Anyone, who has worked in a large enterprise, can simply reject these statements from the two gentlemen above because the person knows for a fact that:

  • Large org grows with acquisition too: Hence all possibility of multi-cloud.
  • Did someone say compliance?
  • Start development on AWS but what if you get significant discounts on placing Microsoft workload on Azure because of the EA. Or what if you have a data scientist team who tried and tested relevant GCP services.

I like the blog https://cloudirregular.substack.com/p/aws-hearts-multi-cloud-its-gonna?opt_id=undefined from
Forrest Brazeal who summed it up very nicely and practically.

Researching on some of the AWS services that can be leveraged with "multi-cloud environment", I found them scattered across the following categories:

  • Compute: Amazon Kubernetes Service and EKS anywhere (To be released in 2021). Within serverless compute, unless your software is carefully crafted and you program through best practices (like interfaces, Open-Close principles) etc, you are coupled with the Lambda service.
  • Data Store: Elasticache and ElasticSearch for open source caching and searching respectively. Your applications could be written against Memcached/Redis but underlying infrastructure could be running within any cloud. Same goes with RDS services like Aurora for MySQL and PG, RDS MySQL/PG, and other enterprise databases.
  • Networking: Aside from the VPN setup, there is nothing much thats in place. Afterall, the CSPs have their own set of network infrastructure. There are certainly partners who can assist here.

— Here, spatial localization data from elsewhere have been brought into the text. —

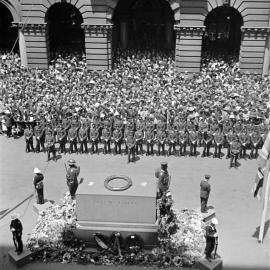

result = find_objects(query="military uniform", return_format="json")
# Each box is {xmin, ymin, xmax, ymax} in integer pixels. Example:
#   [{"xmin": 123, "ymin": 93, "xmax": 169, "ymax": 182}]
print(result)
[
  {"xmin": 155, "ymin": 163, "xmax": 170, "ymax": 197},
  {"xmin": 145, "ymin": 129, "xmax": 154, "ymax": 155},
  {"xmin": 213, "ymin": 131, "xmax": 224, "ymax": 158},
  {"xmin": 89, "ymin": 126, "xmax": 99, "ymax": 153},
  {"xmin": 189, "ymin": 130, "xmax": 198, "ymax": 156},
  {"xmin": 250, "ymin": 131, "xmax": 261, "ymax": 159},
  {"xmin": 66, "ymin": 160, "xmax": 80, "ymax": 199},
  {"xmin": 68, "ymin": 126, "xmax": 78, "ymax": 153},
  {"xmin": 102, "ymin": 128, "xmax": 111, "ymax": 154},
  {"xmin": 234, "ymin": 121, "xmax": 243, "ymax": 136},
  {"xmin": 126, "ymin": 132, "xmax": 136, "ymax": 162},
  {"xmin": 230, "ymin": 139, "xmax": 241, "ymax": 168},
  {"xmin": 78, "ymin": 124, "xmax": 88, "ymax": 153},
  {"xmin": 57, "ymin": 127, "xmax": 67, "ymax": 154},
  {"xmin": 238, "ymin": 131, "xmax": 250, "ymax": 158},
  {"xmin": 134, "ymin": 129, "xmax": 144, "ymax": 155},
  {"xmin": 200, "ymin": 175, "xmax": 211, "ymax": 212},
  {"xmin": 63, "ymin": 117, "xmax": 71, "ymax": 131},
  {"xmin": 34, "ymin": 124, "xmax": 45, "ymax": 152},
  {"xmin": 226, "ymin": 131, "xmax": 237, "ymax": 158},
  {"xmin": 156, "ymin": 130, "xmax": 166, "ymax": 156},
  {"xmin": 167, "ymin": 129, "xmax": 177, "ymax": 155},
  {"xmin": 112, "ymin": 128, "xmax": 123, "ymax": 154},
  {"xmin": 178, "ymin": 130, "xmax": 188, "ymax": 156},
  {"xmin": 202, "ymin": 131, "xmax": 212, "ymax": 157},
  {"xmin": 204, "ymin": 221, "xmax": 218, "ymax": 261},
  {"xmin": 45, "ymin": 130, "xmax": 56, "ymax": 161},
  {"xmin": 24, "ymin": 126, "xmax": 34, "ymax": 153}
]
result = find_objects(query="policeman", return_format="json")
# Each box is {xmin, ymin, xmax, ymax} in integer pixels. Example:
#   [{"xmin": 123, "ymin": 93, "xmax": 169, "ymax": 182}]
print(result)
[
  {"xmin": 202, "ymin": 131, "xmax": 212, "ymax": 157},
  {"xmin": 34, "ymin": 124, "xmax": 45, "ymax": 153},
  {"xmin": 238, "ymin": 130, "xmax": 250, "ymax": 158},
  {"xmin": 250, "ymin": 131, "xmax": 261, "ymax": 159},
  {"xmin": 112, "ymin": 128, "xmax": 123, "ymax": 154},
  {"xmin": 155, "ymin": 162, "xmax": 170, "ymax": 198},
  {"xmin": 200, "ymin": 174, "xmax": 211, "ymax": 213},
  {"xmin": 189, "ymin": 130, "xmax": 198, "ymax": 156},
  {"xmin": 204, "ymin": 218, "xmax": 218, "ymax": 262},
  {"xmin": 68, "ymin": 124, "xmax": 78, "ymax": 154},
  {"xmin": 101, "ymin": 127, "xmax": 111, "ymax": 154},
  {"xmin": 178, "ymin": 130, "xmax": 188, "ymax": 156},
  {"xmin": 78, "ymin": 123, "xmax": 88, "ymax": 154},
  {"xmin": 167, "ymin": 128, "xmax": 177, "ymax": 156},
  {"xmin": 24, "ymin": 125, "xmax": 34, "ymax": 153},
  {"xmin": 10, "ymin": 214, "xmax": 23, "ymax": 255},
  {"xmin": 45, "ymin": 129, "xmax": 56, "ymax": 161},
  {"xmin": 66, "ymin": 159, "xmax": 82, "ymax": 199},
  {"xmin": 230, "ymin": 138, "xmax": 241, "ymax": 168},
  {"xmin": 134, "ymin": 129, "xmax": 144, "ymax": 155},
  {"xmin": 213, "ymin": 130, "xmax": 224, "ymax": 158},
  {"xmin": 156, "ymin": 130, "xmax": 166, "ymax": 156},
  {"xmin": 145, "ymin": 128, "xmax": 154, "ymax": 156},
  {"xmin": 57, "ymin": 126, "xmax": 67, "ymax": 154},
  {"xmin": 126, "ymin": 131, "xmax": 136, "ymax": 163},
  {"xmin": 89, "ymin": 124, "xmax": 99, "ymax": 154}
]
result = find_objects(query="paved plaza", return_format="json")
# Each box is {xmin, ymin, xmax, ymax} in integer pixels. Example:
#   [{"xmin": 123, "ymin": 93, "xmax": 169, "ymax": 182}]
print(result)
[{"xmin": 0, "ymin": 136, "xmax": 269, "ymax": 270}]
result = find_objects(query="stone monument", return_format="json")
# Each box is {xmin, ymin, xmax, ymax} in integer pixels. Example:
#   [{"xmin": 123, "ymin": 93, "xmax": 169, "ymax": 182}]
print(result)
[{"xmin": 73, "ymin": 173, "xmax": 158, "ymax": 249}]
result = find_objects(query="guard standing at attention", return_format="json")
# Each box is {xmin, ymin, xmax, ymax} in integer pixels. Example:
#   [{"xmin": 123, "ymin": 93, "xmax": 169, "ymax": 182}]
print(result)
[
  {"xmin": 10, "ymin": 214, "xmax": 23, "ymax": 255},
  {"xmin": 204, "ymin": 218, "xmax": 218, "ymax": 262},
  {"xmin": 200, "ymin": 174, "xmax": 211, "ymax": 213}
]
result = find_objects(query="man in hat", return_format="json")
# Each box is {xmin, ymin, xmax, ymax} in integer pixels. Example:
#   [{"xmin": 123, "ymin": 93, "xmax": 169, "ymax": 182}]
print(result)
[
  {"xmin": 24, "ymin": 125, "xmax": 34, "ymax": 153},
  {"xmin": 33, "ymin": 168, "xmax": 44, "ymax": 204},
  {"xmin": 155, "ymin": 162, "xmax": 170, "ymax": 197},
  {"xmin": 230, "ymin": 138, "xmax": 241, "ymax": 168},
  {"xmin": 66, "ymin": 159, "xmax": 83, "ymax": 199},
  {"xmin": 204, "ymin": 218, "xmax": 218, "ymax": 262},
  {"xmin": 45, "ymin": 129, "xmax": 56, "ymax": 161},
  {"xmin": 200, "ymin": 174, "xmax": 211, "ymax": 213},
  {"xmin": 10, "ymin": 214, "xmax": 23, "ymax": 255}
]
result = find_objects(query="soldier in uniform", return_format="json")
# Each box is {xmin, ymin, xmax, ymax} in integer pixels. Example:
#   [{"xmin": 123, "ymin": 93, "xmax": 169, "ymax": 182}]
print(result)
[
  {"xmin": 178, "ymin": 130, "xmax": 188, "ymax": 156},
  {"xmin": 155, "ymin": 162, "xmax": 170, "ymax": 198},
  {"xmin": 68, "ymin": 124, "xmax": 78, "ymax": 154},
  {"xmin": 226, "ymin": 130, "xmax": 237, "ymax": 159},
  {"xmin": 34, "ymin": 124, "xmax": 45, "ymax": 153},
  {"xmin": 198, "ymin": 119, "xmax": 208, "ymax": 147},
  {"xmin": 234, "ymin": 120, "xmax": 243, "ymax": 136},
  {"xmin": 89, "ymin": 124, "xmax": 99, "ymax": 154},
  {"xmin": 145, "ymin": 128, "xmax": 154, "ymax": 155},
  {"xmin": 101, "ymin": 127, "xmax": 111, "ymax": 154},
  {"xmin": 134, "ymin": 129, "xmax": 144, "ymax": 155},
  {"xmin": 230, "ymin": 138, "xmax": 241, "ymax": 168},
  {"xmin": 45, "ymin": 129, "xmax": 56, "ymax": 161},
  {"xmin": 112, "ymin": 128, "xmax": 123, "ymax": 154},
  {"xmin": 126, "ymin": 131, "xmax": 136, "ymax": 163},
  {"xmin": 63, "ymin": 117, "xmax": 71, "ymax": 132},
  {"xmin": 189, "ymin": 130, "xmax": 198, "ymax": 156},
  {"xmin": 24, "ymin": 125, "xmax": 34, "ymax": 153},
  {"xmin": 200, "ymin": 174, "xmax": 211, "ymax": 212},
  {"xmin": 57, "ymin": 126, "xmax": 67, "ymax": 154},
  {"xmin": 10, "ymin": 214, "xmax": 23, "ymax": 255},
  {"xmin": 202, "ymin": 131, "xmax": 212, "ymax": 157},
  {"xmin": 204, "ymin": 218, "xmax": 218, "ymax": 262},
  {"xmin": 156, "ymin": 129, "xmax": 167, "ymax": 156},
  {"xmin": 238, "ymin": 130, "xmax": 250, "ymax": 158},
  {"xmin": 78, "ymin": 123, "xmax": 88, "ymax": 154},
  {"xmin": 250, "ymin": 131, "xmax": 261, "ymax": 159},
  {"xmin": 213, "ymin": 130, "xmax": 224, "ymax": 158},
  {"xmin": 167, "ymin": 127, "xmax": 177, "ymax": 156}
]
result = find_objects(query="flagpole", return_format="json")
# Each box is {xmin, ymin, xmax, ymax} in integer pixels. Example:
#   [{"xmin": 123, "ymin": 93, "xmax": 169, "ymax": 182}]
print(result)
[{"xmin": 258, "ymin": 159, "xmax": 270, "ymax": 243}]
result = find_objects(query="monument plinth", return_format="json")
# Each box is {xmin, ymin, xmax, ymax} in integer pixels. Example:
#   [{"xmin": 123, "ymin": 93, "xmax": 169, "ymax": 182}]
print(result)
[{"xmin": 73, "ymin": 173, "xmax": 158, "ymax": 248}]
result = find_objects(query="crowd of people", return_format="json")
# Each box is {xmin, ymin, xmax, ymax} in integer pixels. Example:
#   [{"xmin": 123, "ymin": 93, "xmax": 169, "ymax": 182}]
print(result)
[{"xmin": 0, "ymin": 48, "xmax": 269, "ymax": 166}]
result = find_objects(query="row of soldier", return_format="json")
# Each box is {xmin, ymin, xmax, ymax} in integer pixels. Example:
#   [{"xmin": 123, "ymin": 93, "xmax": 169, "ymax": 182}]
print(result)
[{"xmin": 23, "ymin": 115, "xmax": 268, "ymax": 164}]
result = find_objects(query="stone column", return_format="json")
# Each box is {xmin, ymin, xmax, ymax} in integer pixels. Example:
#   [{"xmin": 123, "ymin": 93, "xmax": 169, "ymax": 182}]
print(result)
[
  {"xmin": 165, "ymin": 23, "xmax": 173, "ymax": 49},
  {"xmin": 174, "ymin": 25, "xmax": 205, "ymax": 73},
  {"xmin": 240, "ymin": 27, "xmax": 270, "ymax": 75},
  {"xmin": 262, "ymin": 30, "xmax": 270, "ymax": 76},
  {"xmin": 83, "ymin": 24, "xmax": 113, "ymax": 71},
  {"xmin": 120, "ymin": 21, "xmax": 128, "ymax": 49},
  {"xmin": 18, "ymin": 29, "xmax": 27, "ymax": 67}
]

The way I see it, organizations need to protect, manage, enhance their business process and data. They must have organization policies/principles/SLA and regulations around it. Where their business services run should be secondary (supporting the business services). Because at the end of the day, whichever provider you choose for a specific workload or service, to a large extent you are already locked into the providers' technologies such as serverless function, monitoring capability, identity and authorization capabilities, networking, account and billing structures, etc. There is certainly no "cloud neutral" way around these aspects. You can possibly take help of the partners but I doubt even they are "true multicloud".